The Securities and Exchange Commission will emphasize climate risk and step up its reviews of compliance with Regulation Best Interest in examinations this year, the agency announced Wednesday.
In its report on examination priorities, the SEC Division of Examinations said investors are increasingly demanding investment strategies focused on sustainable, socially responsible, impact, and environmental, social and governance factors.
“The Division will prioritize emerging risks, including those relating to climate and ESG,” the report states.
The agency said it will assess disclosures by registered investment advisers and fund complexes regarding sustainable investment products as well as related advertising, policies, practices and proxy voting procedures.
“This year, the Division is enhancing its focus on climate and ESG-related risks by examining proxy voting policies and practices to ensure voting aligns with investors’ best interests and expectations, as well as firms’ business continuity plans in light of intensifying physical risks associated with climate change,” SEC Acting Chair Allison Herren Lee said in a statement. “Through these and other efforts, we are integrating climate and ESG considerations into the agency’s broader regulatory framework.”
Last week, the agency ramped up its review of corporate disclosures about climate risks. And in a Senate hearing Tuesday, the Biden administration’s nominee for SEC chair, Gary Gensler, indicated climate policy will be high on his agenda if he’s confirmed.
The SEC first made reviewing RIA disclosures regarding ESG investing an examination priority last year.

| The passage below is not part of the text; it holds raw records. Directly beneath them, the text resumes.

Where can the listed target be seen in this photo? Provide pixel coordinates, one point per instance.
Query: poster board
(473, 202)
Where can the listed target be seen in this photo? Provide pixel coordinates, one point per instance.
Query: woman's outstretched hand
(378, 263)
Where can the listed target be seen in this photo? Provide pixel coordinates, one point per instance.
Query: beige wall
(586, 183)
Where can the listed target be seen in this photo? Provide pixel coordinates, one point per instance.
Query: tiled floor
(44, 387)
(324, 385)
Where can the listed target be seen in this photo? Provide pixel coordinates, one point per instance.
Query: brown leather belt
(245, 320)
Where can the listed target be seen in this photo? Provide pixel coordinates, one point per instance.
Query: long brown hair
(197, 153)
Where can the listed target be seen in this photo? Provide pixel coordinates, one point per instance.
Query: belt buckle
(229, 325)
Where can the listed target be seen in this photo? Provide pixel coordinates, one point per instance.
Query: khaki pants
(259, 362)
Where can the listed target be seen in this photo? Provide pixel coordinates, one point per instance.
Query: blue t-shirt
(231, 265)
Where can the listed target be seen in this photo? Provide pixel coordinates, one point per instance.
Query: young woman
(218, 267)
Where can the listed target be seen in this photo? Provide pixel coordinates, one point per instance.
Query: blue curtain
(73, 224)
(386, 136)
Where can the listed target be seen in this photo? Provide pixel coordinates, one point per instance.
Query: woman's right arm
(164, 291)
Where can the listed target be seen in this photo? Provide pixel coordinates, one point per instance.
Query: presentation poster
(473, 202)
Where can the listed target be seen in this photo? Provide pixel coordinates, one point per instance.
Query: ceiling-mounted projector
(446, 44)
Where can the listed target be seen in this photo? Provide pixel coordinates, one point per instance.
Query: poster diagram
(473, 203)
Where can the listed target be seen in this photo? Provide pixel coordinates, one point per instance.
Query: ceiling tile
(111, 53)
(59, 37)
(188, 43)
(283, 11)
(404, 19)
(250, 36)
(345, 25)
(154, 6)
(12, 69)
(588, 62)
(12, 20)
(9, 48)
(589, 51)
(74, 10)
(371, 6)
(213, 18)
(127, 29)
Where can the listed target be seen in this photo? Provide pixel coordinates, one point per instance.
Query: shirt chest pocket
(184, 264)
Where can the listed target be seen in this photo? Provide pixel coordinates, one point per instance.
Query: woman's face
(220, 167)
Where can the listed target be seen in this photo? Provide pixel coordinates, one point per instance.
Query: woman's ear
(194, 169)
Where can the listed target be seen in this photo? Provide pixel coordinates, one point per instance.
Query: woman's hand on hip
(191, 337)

Rana Wright, chief administrative officer and general counsel at Harris Associates, said some advisory firms have receiving inquiries from the SEC about their ESG policies. She recommended firms do an internal assessment of how they define ESG and the terminology they use.
“Your disclosure should say what you do,” Wright said Wednesday during the online Investment Adviser Association Compliance Conference.
STEPPING UP REG BI EXAMS
The Division of Examinations said that its probes this year “will again emphasize the protection of retail investors, particularly seniors and individuals saving for retirement.”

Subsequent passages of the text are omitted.